Álvar Núñez Cabeza de Vaca, conquistador espanhol do século XVI, naufragou ao largo da costa do atual estado do Texas em 1528. Juntamente com alguns companheiros de viagem, viveu os seis anos seguintes entre os índios dessa região, adotando uma boa parte dos seus modos de vida. Tendo granjeado reconhecimento entre as populações, desempenha uma função de comerciante, deslocando-se da costa para o interior, e vice-versa. Mais ainda, os índios convencem-se dos seus poderes curativos e Cabeza de Vaca, não mais do que à custa de uma mistura de ritos tradicionais indígenas e Pais Nossos e Aves Marias, como ele mesmo refere, passa assim a exercer a função de xamã.

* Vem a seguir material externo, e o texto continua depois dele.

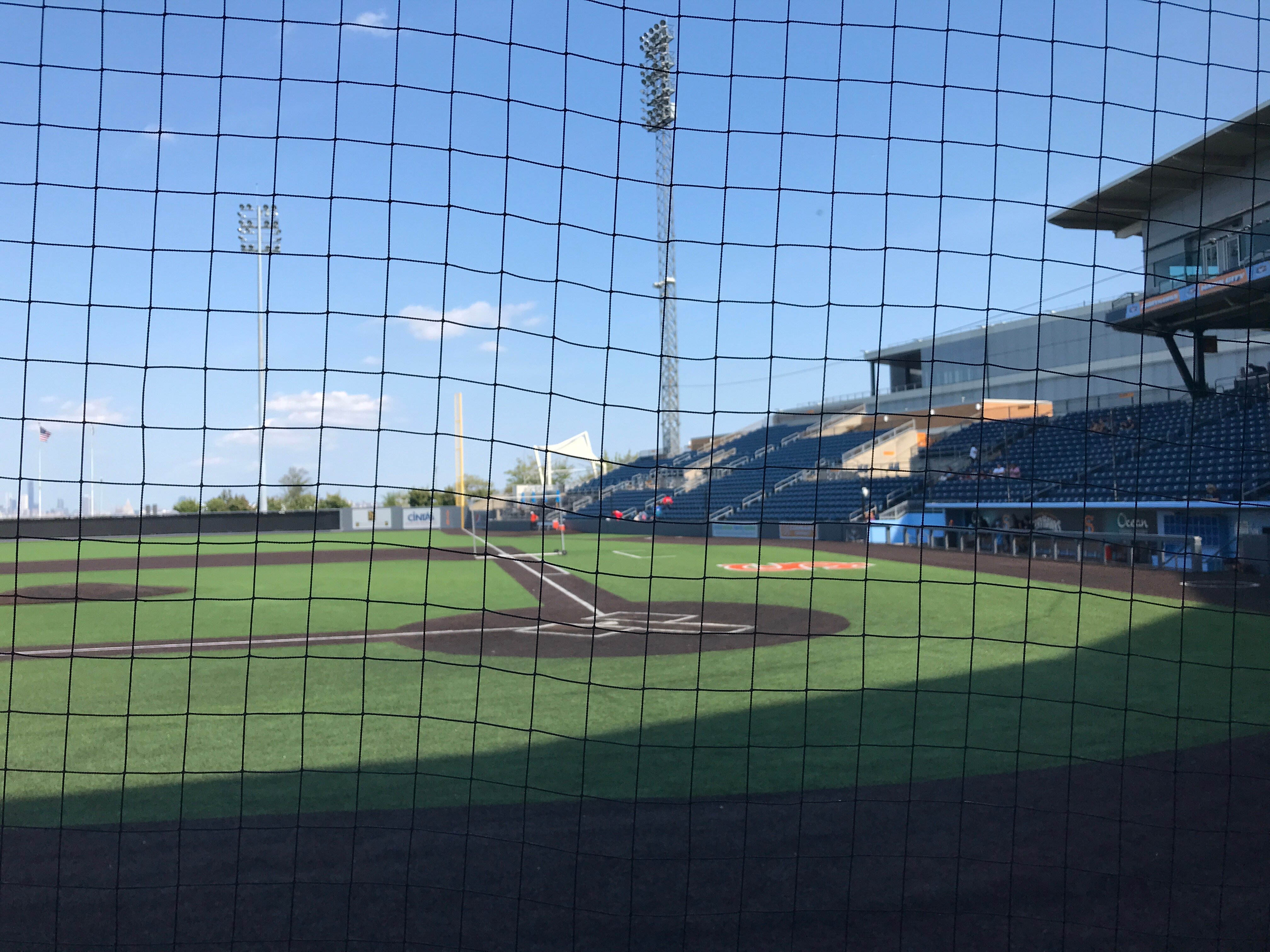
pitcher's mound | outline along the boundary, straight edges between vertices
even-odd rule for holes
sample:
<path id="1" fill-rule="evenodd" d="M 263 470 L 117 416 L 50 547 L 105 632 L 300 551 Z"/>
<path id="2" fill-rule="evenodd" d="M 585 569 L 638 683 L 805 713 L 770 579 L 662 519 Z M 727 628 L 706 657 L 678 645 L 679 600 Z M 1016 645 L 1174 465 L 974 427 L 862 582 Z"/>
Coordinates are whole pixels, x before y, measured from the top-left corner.
<path id="1" fill-rule="evenodd" d="M 77 585 L 25 585 L 0 594 L 0 604 L 47 605 L 60 602 L 136 602 L 140 598 L 177 595 L 189 589 L 173 585 L 119 585 L 110 581 L 81 581 Z"/>

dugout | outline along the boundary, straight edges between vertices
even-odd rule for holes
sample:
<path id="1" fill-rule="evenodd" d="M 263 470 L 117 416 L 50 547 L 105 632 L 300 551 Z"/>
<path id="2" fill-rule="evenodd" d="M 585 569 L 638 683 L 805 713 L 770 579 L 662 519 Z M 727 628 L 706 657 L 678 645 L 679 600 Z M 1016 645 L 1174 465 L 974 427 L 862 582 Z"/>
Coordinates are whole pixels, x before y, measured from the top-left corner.
<path id="1" fill-rule="evenodd" d="M 1143 288 L 1105 317 L 1163 341 L 1193 397 L 1218 377 L 1265 377 L 1270 341 L 1270 100 L 1049 216 L 1140 237 Z M 1260 371 L 1260 373 L 1257 372 Z M 1241 373 L 1242 372 L 1242 373 Z"/>

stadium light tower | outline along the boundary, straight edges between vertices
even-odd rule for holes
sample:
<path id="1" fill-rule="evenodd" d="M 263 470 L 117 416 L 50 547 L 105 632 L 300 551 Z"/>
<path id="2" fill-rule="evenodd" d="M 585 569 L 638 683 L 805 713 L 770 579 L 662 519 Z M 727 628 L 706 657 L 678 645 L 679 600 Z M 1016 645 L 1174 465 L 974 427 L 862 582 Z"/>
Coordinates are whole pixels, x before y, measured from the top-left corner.
<path id="1" fill-rule="evenodd" d="M 264 363 L 265 341 L 269 336 L 269 319 L 264 310 L 264 256 L 282 250 L 282 225 L 276 204 L 239 206 L 239 245 L 255 255 L 255 352 L 259 366 L 257 388 L 257 415 L 260 420 L 260 487 L 255 510 L 269 512 L 265 495 L 264 472 Z"/>
<path id="2" fill-rule="evenodd" d="M 679 452 L 679 327 L 674 307 L 674 208 L 671 206 L 671 169 L 674 156 L 674 34 L 665 20 L 639 38 L 644 51 L 640 83 L 644 86 L 644 128 L 657 136 L 657 242 L 658 281 L 662 292 L 662 454 Z"/>

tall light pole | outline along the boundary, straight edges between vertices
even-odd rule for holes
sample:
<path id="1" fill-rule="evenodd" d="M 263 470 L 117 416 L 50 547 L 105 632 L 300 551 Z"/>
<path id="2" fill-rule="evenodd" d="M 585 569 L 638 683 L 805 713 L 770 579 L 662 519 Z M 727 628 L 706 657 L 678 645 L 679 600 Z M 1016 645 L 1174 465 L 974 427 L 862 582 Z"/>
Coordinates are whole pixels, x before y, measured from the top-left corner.
<path id="1" fill-rule="evenodd" d="M 639 38 L 644 51 L 640 83 L 644 86 L 644 128 L 657 136 L 657 264 L 662 306 L 662 456 L 679 452 L 679 326 L 674 306 L 674 208 L 671 206 L 671 169 L 674 157 L 674 34 L 665 20 Z"/>
<path id="2" fill-rule="evenodd" d="M 269 512 L 269 498 L 265 495 L 264 468 L 264 364 L 269 339 L 269 319 L 264 310 L 264 256 L 282 250 L 282 225 L 278 222 L 276 204 L 239 206 L 239 245 L 244 251 L 255 255 L 255 348 L 258 372 L 257 418 L 260 420 L 260 487 L 257 499 L 258 513 Z"/>

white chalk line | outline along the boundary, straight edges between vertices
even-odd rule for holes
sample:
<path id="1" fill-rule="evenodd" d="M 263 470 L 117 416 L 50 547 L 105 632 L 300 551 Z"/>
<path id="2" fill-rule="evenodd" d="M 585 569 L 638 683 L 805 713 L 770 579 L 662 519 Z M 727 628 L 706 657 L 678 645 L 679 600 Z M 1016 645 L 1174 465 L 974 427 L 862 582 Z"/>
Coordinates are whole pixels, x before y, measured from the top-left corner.
<path id="1" fill-rule="evenodd" d="M 464 532 L 466 532 L 474 539 L 479 539 L 480 538 L 480 536 L 478 536 L 471 529 L 465 528 Z M 593 604 L 591 604 L 591 602 L 585 600 L 580 595 L 573 594 L 564 585 L 561 585 L 561 584 L 559 584 L 556 581 L 551 581 L 551 579 L 547 578 L 547 574 L 545 571 L 542 571 L 542 570 L 535 571 L 533 566 L 528 565 L 527 560 L 525 560 L 525 559 L 517 559 L 511 552 L 508 552 L 504 548 L 499 548 L 498 546 L 495 546 L 489 539 L 485 539 L 485 545 L 486 545 L 486 547 L 493 548 L 494 552 L 498 555 L 499 559 L 507 559 L 507 560 L 514 562 L 516 565 L 519 565 L 519 566 L 525 567 L 526 570 L 528 570 L 528 571 L 533 572 L 535 575 L 537 575 L 544 583 L 546 583 L 547 585 L 550 585 L 551 588 L 554 588 L 556 592 L 561 592 L 565 595 L 568 595 L 569 598 L 572 598 L 574 602 L 577 602 L 579 605 L 582 605 L 588 612 L 591 612 L 592 614 L 594 614 L 597 618 L 603 617 L 605 613 L 601 612 L 598 608 L 596 608 Z M 542 562 L 542 560 L 538 559 L 537 556 L 532 556 L 531 555 L 530 559 L 533 559 L 533 560 L 536 560 L 538 562 Z M 559 569 L 559 566 L 554 566 L 554 567 Z M 570 575 L 570 578 L 572 578 L 572 572 L 569 572 L 566 569 L 561 569 L 560 571 L 564 572 L 565 575 Z"/>
<path id="2" fill-rule="evenodd" d="M 39 656 L 39 655 L 72 655 L 80 652 L 102 652 L 102 651 L 173 651 L 180 649 L 197 649 L 197 647 L 257 647 L 259 645 L 307 645 L 311 642 L 321 641 L 373 641 L 373 640 L 391 640 L 403 638 L 411 635 L 471 635 L 472 632 L 486 632 L 486 631 L 519 631 L 518 627 L 505 627 L 505 628 L 447 628 L 444 631 L 382 631 L 382 632 L 368 632 L 366 635 L 297 635 L 295 637 L 264 637 L 264 638 L 227 638 L 225 641 L 137 641 L 132 645 L 76 645 L 75 647 L 46 647 L 46 649 L 33 649 L 15 651 L 0 651 L 0 656 L 4 655 L 18 655 L 18 656 Z"/>

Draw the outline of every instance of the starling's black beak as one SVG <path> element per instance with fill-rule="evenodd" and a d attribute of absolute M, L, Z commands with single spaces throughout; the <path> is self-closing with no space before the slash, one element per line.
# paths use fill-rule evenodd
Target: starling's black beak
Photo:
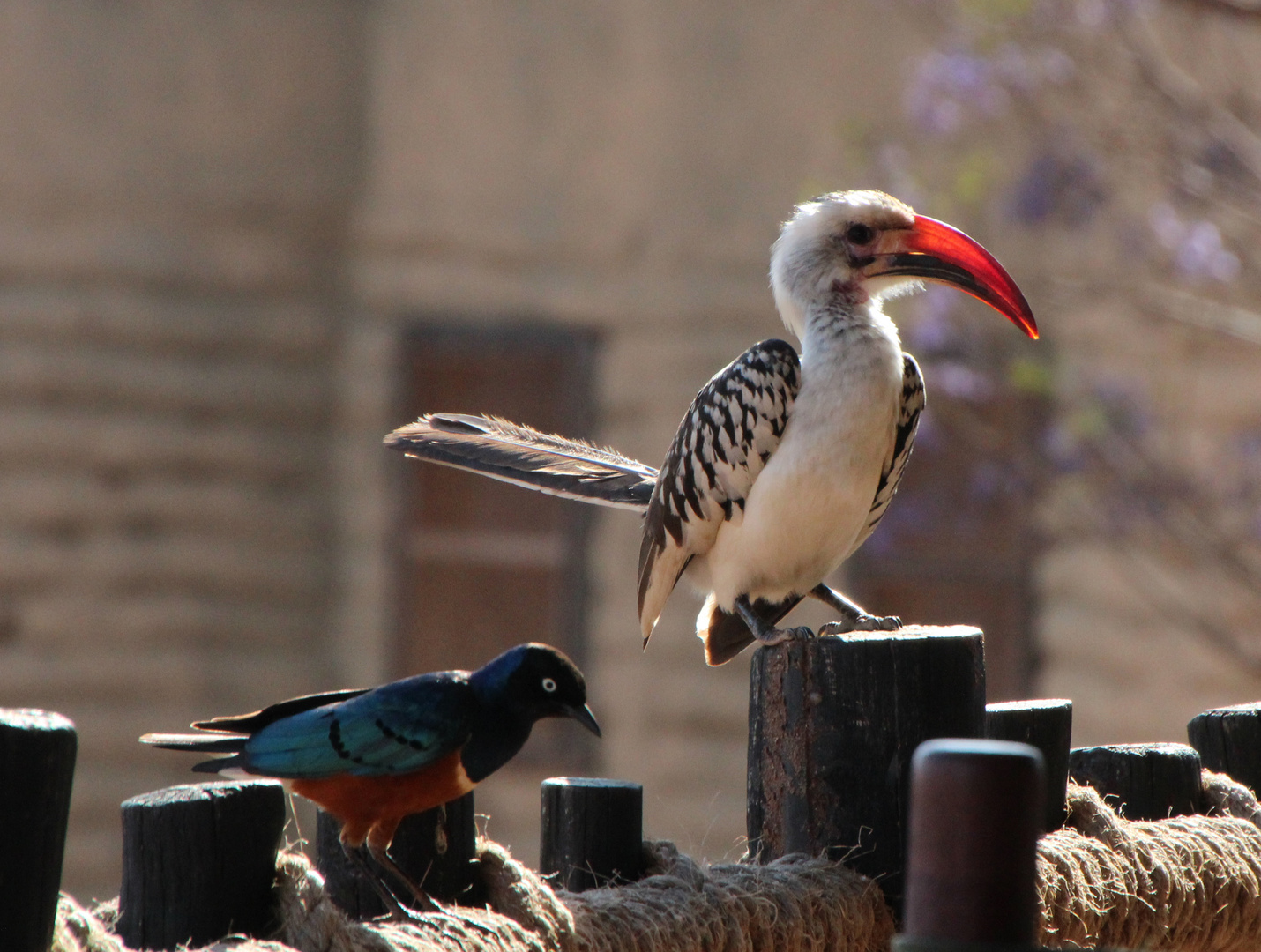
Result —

Movido pela vontade de encontrar os seus, e depois de uma quase inacreditavelmente longa caminhada de dois anos, alcança as terras do México, onde a conquista espanhola segue em ritmo elevado. Finalmente, o desejo de reencontrar os seus compatriotas e a possibilidade de voltar a pisar solo espanhol são uma realidade. Ainda regressará às Américas, não só como explorador, mas também como governador do Vice-Reino de Rio de La Plata. Aí incompatibiliza-se com os abusos cometidos sobre os índios e acaba destituído das suas funções.
A interessante história deste homem excede as peripécias das suas viagens. Cabeza de Vaca é um dos conquistadores espanhóis que decide relatar para a posteridade a sua visão das conquistas. É nesse campo que se torna mais notável. Natural de Espanha, acaba por encontrar e viver durante um largo período numa cultura completamente estranha ao mundo que até aí conheceu. Apesar do nível de integração cultural que alcança, nunca esquece a sua terra natal nem o desejo de a rever. Nos relatos sobre esses agitados anos, a utilização do "nós" vai balançando entre o lado dos espanhóis e o lado dos índios. Até que, por fim, o indeciso "nós" acaba substituído por um "eles" comum a ambos os lados.
Tendo vivido as duas culturas, não renegando explicitamente nenhuma delas, é como se Cabeza de Vaca, de forma paradoxal – ou talvez não –, deixasse de se conseguir incluir nos dois mundos que retrata. Para ele, perante a experiência da alteridade, só resta a exterioridade.